If the comments say it's worth it I read it, but often (especially on HN) the top comment starts with a summary of errors/inconsistencies in the article and then I don't really feel the need.
You do you, but hivemind thinking is a real thing. I have seen highly upvoted comments seemingly "debunk" an article where on closer examination it becomes clear they actually didn't read the article either.
It quickly becomes this weird bubble of people just acting on what everything "thinks" the content is about without ever having looked at the content.
I get that is easier, but intellectually you are doing yourself no favors by having this be your default.
That is the biggest problem on this website, people want to feel smart by 'debunking' things they don't really understand. It leads to a lot of contrarian views with poor signal to noise ratio, especially when the topic is slightly outside of average user experience (midwit programming)
But often the top comment debunks what you think is true, and then you learn something.

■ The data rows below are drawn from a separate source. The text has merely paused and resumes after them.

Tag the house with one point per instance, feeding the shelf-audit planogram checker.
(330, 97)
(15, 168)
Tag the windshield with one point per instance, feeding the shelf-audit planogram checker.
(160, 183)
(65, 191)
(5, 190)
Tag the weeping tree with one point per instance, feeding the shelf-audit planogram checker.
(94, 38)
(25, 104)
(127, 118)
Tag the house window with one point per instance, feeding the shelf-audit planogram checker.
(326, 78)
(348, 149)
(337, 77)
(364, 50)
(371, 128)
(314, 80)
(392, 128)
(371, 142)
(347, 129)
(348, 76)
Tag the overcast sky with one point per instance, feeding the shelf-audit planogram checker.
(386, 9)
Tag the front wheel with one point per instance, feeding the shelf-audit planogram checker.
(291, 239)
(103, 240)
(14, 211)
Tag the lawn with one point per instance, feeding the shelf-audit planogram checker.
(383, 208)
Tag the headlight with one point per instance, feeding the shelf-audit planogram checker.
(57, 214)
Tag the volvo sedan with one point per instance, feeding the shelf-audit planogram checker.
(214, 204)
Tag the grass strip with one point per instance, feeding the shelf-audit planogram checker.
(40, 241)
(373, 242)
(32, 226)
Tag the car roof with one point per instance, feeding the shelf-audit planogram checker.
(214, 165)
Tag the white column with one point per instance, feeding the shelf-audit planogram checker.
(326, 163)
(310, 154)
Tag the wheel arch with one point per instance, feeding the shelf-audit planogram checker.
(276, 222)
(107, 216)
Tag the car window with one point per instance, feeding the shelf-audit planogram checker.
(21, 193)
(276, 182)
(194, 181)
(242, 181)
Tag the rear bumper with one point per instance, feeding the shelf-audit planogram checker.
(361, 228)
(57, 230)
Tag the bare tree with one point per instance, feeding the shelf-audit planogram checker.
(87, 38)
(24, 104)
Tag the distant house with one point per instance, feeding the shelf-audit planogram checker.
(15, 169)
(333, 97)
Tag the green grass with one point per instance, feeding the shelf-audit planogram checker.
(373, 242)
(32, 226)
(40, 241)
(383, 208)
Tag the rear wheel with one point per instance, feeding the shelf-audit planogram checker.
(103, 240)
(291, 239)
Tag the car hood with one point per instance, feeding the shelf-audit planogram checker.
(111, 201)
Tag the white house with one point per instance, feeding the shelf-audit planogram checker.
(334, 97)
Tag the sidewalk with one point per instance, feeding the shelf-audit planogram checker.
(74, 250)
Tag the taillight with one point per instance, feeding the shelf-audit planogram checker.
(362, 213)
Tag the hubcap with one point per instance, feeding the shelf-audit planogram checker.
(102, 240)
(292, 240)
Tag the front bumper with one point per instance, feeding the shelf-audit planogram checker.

> It quickly becomes this weird bubble of people just acting on what everything "thinks" the content is about without ever having looked at the content.
That isn't an issue though since the important part is what you learn or not, not whether you think an imaginary article is true or not. If you learn something from someone debunking an imaginary article, that is just as good as learning something from debunking a real article.
The only issue here is attribution, but why should a reader care about that?
Edit: And it isn't an issue that people will think it actually debunks the linked article, since there will always be a sub comment stating that the commenter didn't read the article and therefore missed the mark.